En effet, la Lune ne décrit pas un cercle autour de la Terre, mais une ellipse allongée. Cette ellipse a donc deux foyers, ou centres, dont l’un est la Terre et l’autre un point vide de l’espace, que l’on appelle la Lune Noire.
Quelle importance peut-on lui accorder en astrologie ? L’unanimité ne s’est pas encore faite chez les astrologues. Certains pensent que la Lune Noire est inutile, que l’on peut très bien interpréter un thème correctement sans aller chercher ce point mystérieux qui n’est même pas une planète. D’autres pensent que la Lune Noire donne des indications tellement précieuses qu’il serait impossible de s’en passer…
J’ai remarqué que l’étude de la Lune Noire suggère immédiatement, dans un thème, le problème de fond du natif. Bien entendu, ce problème est indiqué par ailleurs dans tout le reste du thème – mais la Lune Noire met le doigt dessus avec une intensité parfois frappante. C’est une grande aide dans le travail d’analyse d’un thème.
La Lune Noire est donc un vide, et un vide douloureux (puisque « la nature a horreur du vide »). Elle symbolise une épreuve, une traversée du désert, à l’issue de laquelle le natif trouve enfin sa voie.
La Lune Noire représente aussi la sexualité, dans ce qu’elle a de plus redoutable et de plus difficile à assumer. L’adjectif « noir » fait mieux comprendre qu’il s’agit de forces souterraines, invisibles, à la racine même de l’être. Aussi la Lune Noire a-t-elle beaucoup d’affinités avec Pluton, maître du Scorpion. Quand elle se trouve dans ce signe, elle libère d’énormes énergies.
La Lune Noire en Scorpion signe un être de passion, puissant et créateur, livré à des démons intérieurs, ravagé de luttes intimes dont l’entourage ne se doute pas, Le natif ne peut devenir lui-même qu’au prix d’une destruction, d’une révolte radicale, d’un sacrifice douloureux. A la suite de quoi, il reconstruit, et retrouve son équilibre.
La très forte sexualité du natif s’exprime parfois dans des dons artistiques ou littéraires, par une intense créativité.
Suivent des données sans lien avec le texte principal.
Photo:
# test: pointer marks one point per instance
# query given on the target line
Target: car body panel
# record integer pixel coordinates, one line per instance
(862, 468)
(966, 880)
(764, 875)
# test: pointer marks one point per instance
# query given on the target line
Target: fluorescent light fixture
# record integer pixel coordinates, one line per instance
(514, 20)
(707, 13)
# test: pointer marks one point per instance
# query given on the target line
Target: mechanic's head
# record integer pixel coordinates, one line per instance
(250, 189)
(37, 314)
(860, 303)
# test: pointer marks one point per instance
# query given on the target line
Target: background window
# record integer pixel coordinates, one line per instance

Avec Pluton, la Lune Noire exprime les problèmes sexuels du thème. Lorsqu’elle forme de mauvais aspects avec Pluton, Mars, Uranus et Vénus, l’être peut devenir sadique, pervers, obsédé ; il risque d’être prisonnier d’une sexualité complètement déviante et destructrice.
Le Soleil en Scorpion avec la Lune Noire sur l’Ascendant prédispose parfois (mais parfois seulement) à l’homosexualité.